L’excès de nutriments comme l’azote peut être bon pour promouvoir les cultures, mais pas la biodiversité. Autrefois facteur limitant de notre agriculture, l’azote est aujourd’hui facilement accessible à travers l’utilisation d’engrais de synthèse. Son utilisation systématique entraine des fuites dans les eaux ou l’atmosphère, et bouleverse la composition des écosystèmes.
Auteur : Didier Alard (professeur à l’université de Bordeaux)
Relecture : Hugo Dugast (chargé de communication à la FRB), Agnès Hallosserie (secrétaire scientifique IPBES), Jean-François Silvain (président de la FRB), Hélène Soubelet (docteur vétérinaire et directrice de la FRB), Julie de Bouville (responsable communication de la FRB)
L’azote, bien que majoritaire dans notre atmosphère (78 % de l’air), est un élément limitant de la croissance pour les règnes animal et végétal dans de nombreux écosystèmes (Vitousek & Howarth, 1991). Il y a sur Terre beaucoup d’azote inerte (N2), mais peu de composés azotés réactifs comme le nitrate (NO3), l’ammonium (NH4) et l’ammoniac (NH3) qui sont les principales formes assimilables par les plantes, à l’exception de quelques familles botaniques comme les légumineuses fixant l’azote atmosphérique grâce aux symbioses avec des bactéries. Ceci amène un paradoxe évident qui resta longtemps indépassable : l’azote est partout sur la planète mais naturellement accessible seulement par quelques organismes qui conditionnent l’ensemble de l’accès à cette ressource pour toute la chaîne du vivant. Le cycle de l’azote, naturel comme anthropique, fut donc au départ basé sur une économie du recyclage de l’azote contenu dans les matières organiques en décomposition.

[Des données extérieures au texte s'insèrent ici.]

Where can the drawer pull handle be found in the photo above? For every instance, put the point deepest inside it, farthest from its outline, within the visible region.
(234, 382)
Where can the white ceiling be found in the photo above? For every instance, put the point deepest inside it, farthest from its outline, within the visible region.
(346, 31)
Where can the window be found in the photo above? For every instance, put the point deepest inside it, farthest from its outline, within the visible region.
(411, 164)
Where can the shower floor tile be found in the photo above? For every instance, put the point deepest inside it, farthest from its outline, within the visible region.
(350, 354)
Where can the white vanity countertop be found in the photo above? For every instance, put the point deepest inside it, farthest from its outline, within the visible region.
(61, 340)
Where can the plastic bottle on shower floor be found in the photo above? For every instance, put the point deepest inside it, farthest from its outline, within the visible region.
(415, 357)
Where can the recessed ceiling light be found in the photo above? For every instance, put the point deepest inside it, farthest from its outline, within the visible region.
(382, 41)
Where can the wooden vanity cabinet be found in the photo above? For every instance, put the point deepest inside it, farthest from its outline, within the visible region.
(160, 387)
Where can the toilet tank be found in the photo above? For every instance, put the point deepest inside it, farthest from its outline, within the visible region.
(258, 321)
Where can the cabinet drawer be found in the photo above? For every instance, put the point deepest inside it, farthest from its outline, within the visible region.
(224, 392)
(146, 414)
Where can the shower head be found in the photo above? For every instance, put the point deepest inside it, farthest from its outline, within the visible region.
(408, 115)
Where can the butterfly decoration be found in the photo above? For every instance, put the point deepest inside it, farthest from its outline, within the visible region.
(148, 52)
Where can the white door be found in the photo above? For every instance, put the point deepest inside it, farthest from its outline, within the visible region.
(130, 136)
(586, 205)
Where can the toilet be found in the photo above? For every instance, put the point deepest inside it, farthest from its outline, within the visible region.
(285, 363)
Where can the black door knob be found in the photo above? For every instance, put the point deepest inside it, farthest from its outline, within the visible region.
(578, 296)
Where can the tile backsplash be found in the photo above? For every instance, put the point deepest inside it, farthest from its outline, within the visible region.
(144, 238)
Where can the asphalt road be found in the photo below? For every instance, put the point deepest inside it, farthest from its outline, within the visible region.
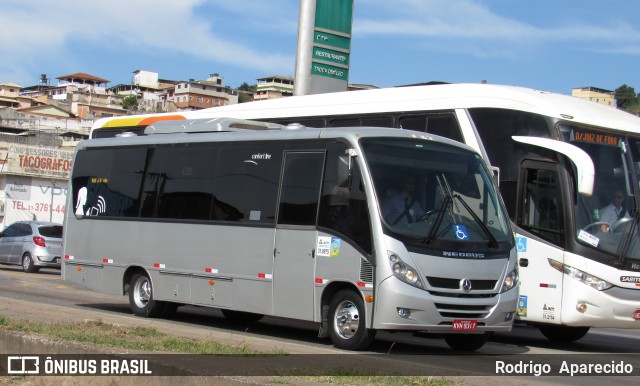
(46, 297)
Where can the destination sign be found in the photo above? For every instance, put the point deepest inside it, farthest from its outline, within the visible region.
(594, 137)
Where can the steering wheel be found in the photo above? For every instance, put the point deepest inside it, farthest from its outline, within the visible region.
(620, 224)
(600, 225)
(427, 214)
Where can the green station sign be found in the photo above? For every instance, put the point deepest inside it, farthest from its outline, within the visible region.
(329, 71)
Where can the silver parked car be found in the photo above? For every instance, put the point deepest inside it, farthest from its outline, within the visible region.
(32, 244)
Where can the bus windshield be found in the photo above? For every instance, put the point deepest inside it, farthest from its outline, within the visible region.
(435, 192)
(606, 220)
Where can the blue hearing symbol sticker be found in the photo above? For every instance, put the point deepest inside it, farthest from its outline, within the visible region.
(521, 244)
(460, 232)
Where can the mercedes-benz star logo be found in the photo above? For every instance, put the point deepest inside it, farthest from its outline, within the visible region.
(465, 285)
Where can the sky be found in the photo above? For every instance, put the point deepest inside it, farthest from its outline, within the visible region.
(551, 45)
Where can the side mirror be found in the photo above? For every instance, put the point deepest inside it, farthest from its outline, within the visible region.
(345, 169)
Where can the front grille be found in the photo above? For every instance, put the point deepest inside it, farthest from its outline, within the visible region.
(463, 311)
(366, 271)
(447, 283)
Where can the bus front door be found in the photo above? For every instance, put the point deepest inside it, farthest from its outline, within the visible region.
(294, 254)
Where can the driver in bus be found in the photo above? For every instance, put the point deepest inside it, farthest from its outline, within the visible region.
(403, 208)
(614, 211)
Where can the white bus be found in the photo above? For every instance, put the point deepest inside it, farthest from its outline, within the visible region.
(295, 222)
(560, 161)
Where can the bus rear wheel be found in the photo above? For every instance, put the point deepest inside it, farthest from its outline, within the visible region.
(141, 297)
(563, 333)
(466, 342)
(347, 322)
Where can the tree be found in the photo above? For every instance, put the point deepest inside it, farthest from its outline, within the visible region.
(626, 97)
(130, 102)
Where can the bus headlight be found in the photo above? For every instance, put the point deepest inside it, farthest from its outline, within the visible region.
(404, 271)
(510, 281)
(581, 276)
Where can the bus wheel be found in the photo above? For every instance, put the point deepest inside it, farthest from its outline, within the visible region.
(241, 316)
(141, 297)
(28, 264)
(466, 342)
(347, 322)
(563, 333)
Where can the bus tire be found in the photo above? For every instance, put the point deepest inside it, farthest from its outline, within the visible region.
(241, 316)
(466, 342)
(347, 322)
(563, 333)
(141, 297)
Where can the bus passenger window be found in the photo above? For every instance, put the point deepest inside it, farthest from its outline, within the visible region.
(344, 210)
(541, 212)
(300, 188)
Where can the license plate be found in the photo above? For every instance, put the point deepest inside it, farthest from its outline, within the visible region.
(464, 325)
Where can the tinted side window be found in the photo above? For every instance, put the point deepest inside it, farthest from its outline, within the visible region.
(443, 124)
(11, 231)
(51, 231)
(246, 182)
(23, 230)
(107, 182)
(344, 209)
(300, 188)
(179, 182)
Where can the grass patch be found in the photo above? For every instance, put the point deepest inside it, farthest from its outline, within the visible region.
(149, 339)
(129, 338)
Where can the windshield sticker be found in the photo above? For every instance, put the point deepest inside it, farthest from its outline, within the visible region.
(97, 209)
(328, 246)
(548, 312)
(521, 244)
(460, 232)
(522, 306)
(588, 238)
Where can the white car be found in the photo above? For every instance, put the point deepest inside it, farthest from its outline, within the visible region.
(32, 244)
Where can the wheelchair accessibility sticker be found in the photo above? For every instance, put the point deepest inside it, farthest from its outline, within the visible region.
(460, 232)
(521, 244)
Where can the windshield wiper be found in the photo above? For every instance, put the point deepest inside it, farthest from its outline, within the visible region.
(434, 228)
(628, 240)
(493, 243)
(445, 189)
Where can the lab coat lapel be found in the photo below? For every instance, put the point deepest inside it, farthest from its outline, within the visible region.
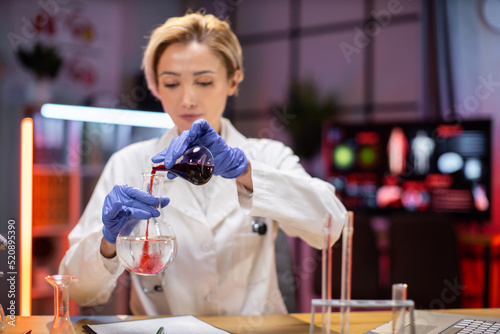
(224, 196)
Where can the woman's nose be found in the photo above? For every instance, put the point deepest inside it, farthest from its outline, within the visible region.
(188, 98)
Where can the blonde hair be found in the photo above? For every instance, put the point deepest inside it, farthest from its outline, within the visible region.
(201, 28)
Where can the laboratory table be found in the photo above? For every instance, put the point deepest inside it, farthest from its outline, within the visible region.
(360, 322)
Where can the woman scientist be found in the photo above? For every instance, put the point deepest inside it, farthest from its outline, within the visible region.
(192, 64)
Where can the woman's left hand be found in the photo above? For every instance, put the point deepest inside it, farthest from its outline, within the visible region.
(229, 162)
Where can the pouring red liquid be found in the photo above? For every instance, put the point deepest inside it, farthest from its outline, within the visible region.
(195, 166)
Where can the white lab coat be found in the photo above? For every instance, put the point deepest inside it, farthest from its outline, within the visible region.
(221, 267)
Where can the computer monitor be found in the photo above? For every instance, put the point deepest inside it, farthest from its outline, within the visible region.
(438, 168)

Les assolements1 dès le Moyen-Âge, les pratiques agricoles cherchant à bénéficier au mieux des fumures animales, la collecte des « boues, racluns et immondices urbaines » dans les villes du monde témoignent de ce souci historique et général de réinjecter cet engrais « naturel » dans les sols (Barles, 2005). Jusqu’au début du 20e siècle, « le fumier était or » selon les mots de Victor Hugo dans Les Misérables, invitant les villes à fumer la plaine au lieu de le jeter aux égouts « en empestant les eaux et en appauvrissant les sols ». Et puis, il y a un siècle, deux chimistes allemands inventent les engrais minéraux et le procédé Haber-Bosch qui permet la synthèse de l’ammoniac à partir de l’azote de l’air et l’hydrogène. C’est peu dire que cette histoire fût un succès. Associés à de nouvelles techniques culturales et de nouvelles variétés de pesticides, les engrais chimiques produits à échelle industrielle ont permis la révolution verte et l’intensification agricole mondiale, accroissant les rendements et permettant à de nombreuses régions de s’approcher de l’autosuffisance alimentaire. Cependant, les coûts environnementaux et sociaux de l’agriculture industrielle ont longtemps été ignorés. Ils se sont cumulés à d’autres coûts liés à d’autres transformations concomitantes : l’accroissement des combustions d’hydrocarbures d’origines domestique et industrielle a multiplié les apports d’une autre source d’azote réactif, les oxydes d’azote, dont certaines formes comme le protoxyde d’azote (N2O) entrent dans la catégorie des gaz à effet de serre. La durabilité de ce système est aujourd’hui mise en question à mesure que la dégradation de la qualité des eaux de surface et souterraines ou encore que l’impact sur les sols et la biodiversité se font sentir (Gowdy & Baveye, 2019).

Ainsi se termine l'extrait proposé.